Call of the Wild is an emotional rollercoaster of a novel set during the late 19th century Klondike Gold Rush. The central character is Buck, an Alaskan sled dog who is forced to adjust to the cruel climate in order to survive. If you have even a remote love of dogs then you will fall head over heels in love with this book. In fact, take away the fact that Buck is a dog and the story is the same, a struggle against greed and to live a life of freedom.
London spent a year in Yokel researching the book, making it extremely detailed, very simplistic in its descriptions and genuinely heartfelt. Essentially the book explores the concept of survival of the fittest, as we join Buck’s fall from grace, when he is kidnapped for work, and the desire to rise again.
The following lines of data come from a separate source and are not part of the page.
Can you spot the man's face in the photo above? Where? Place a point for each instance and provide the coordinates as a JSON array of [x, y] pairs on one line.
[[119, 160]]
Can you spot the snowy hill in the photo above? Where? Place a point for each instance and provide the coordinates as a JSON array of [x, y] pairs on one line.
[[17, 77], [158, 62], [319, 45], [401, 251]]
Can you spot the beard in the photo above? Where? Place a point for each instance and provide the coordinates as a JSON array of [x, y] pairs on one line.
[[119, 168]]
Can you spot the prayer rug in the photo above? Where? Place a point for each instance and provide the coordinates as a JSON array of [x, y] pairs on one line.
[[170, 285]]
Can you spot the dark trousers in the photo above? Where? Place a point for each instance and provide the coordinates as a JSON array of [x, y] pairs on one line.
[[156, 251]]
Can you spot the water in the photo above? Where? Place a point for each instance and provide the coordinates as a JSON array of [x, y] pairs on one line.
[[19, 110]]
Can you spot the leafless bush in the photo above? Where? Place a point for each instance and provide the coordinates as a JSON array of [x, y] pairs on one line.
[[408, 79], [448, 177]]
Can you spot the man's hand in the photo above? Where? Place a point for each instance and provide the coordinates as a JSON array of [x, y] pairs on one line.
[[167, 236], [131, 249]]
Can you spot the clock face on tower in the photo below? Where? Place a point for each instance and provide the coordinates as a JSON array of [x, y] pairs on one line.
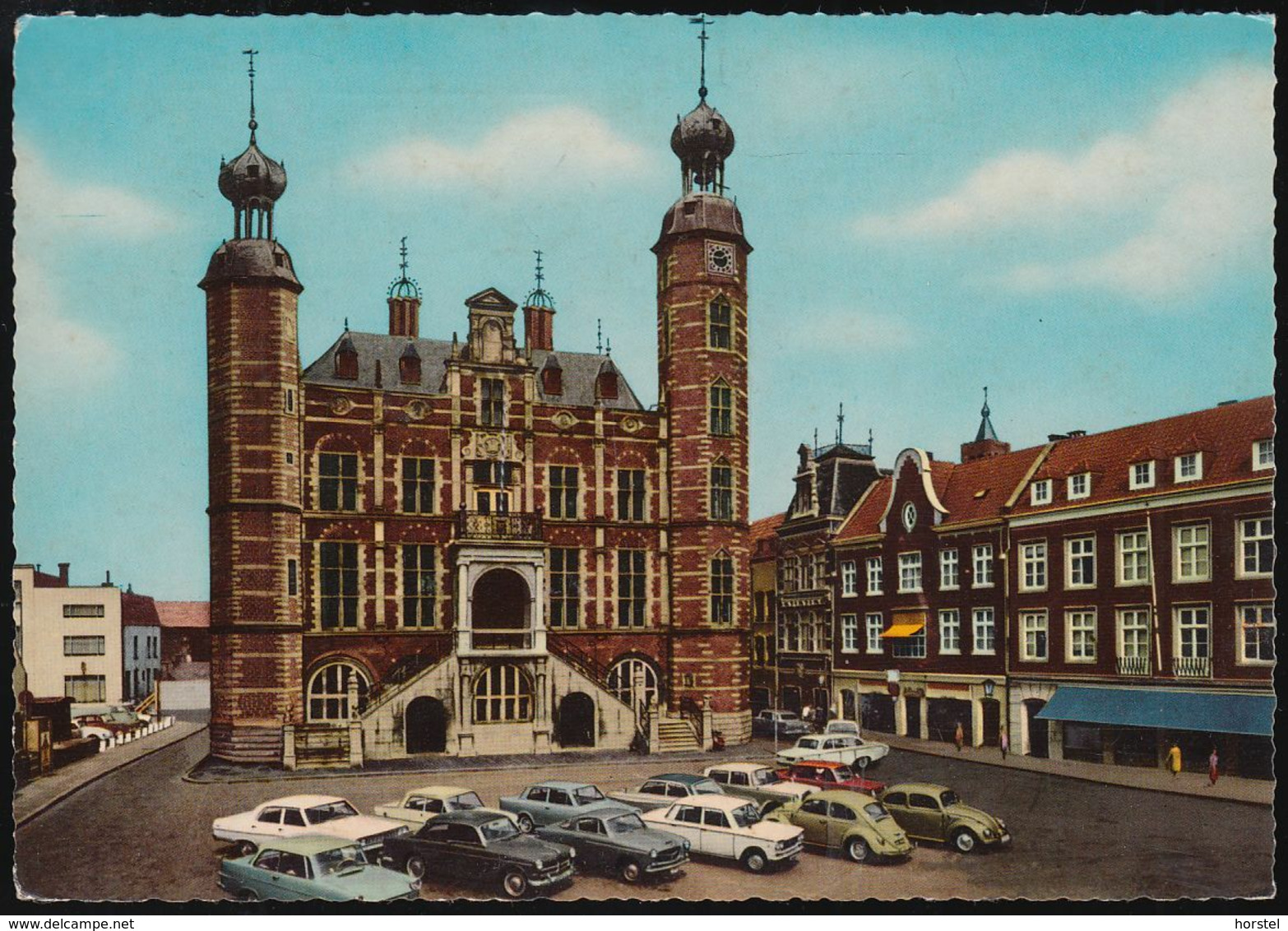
[[720, 257]]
Power struggles ensue when we meet Buck’s rival Spritze and we see how brutal the world can be. The vivid descriptions of nature are where this book excels. London is an expert at writing about survival in a natural world. When we are forced into extreme condition, we have to rely on our instinct, what is primitive to us, themes mirrored in Buck’s journey throughout the book.
On the surface, Call to the Wild is a simple adventure story, much like London’s other works such as ‘ White Fang’ but underneath there are layers upon layers of questions and thought provoking statements that make us stand up and think about how humans can have a negative impact on nature. A book to open your mind, make you think and to connect with characters that you never thought you could talk to.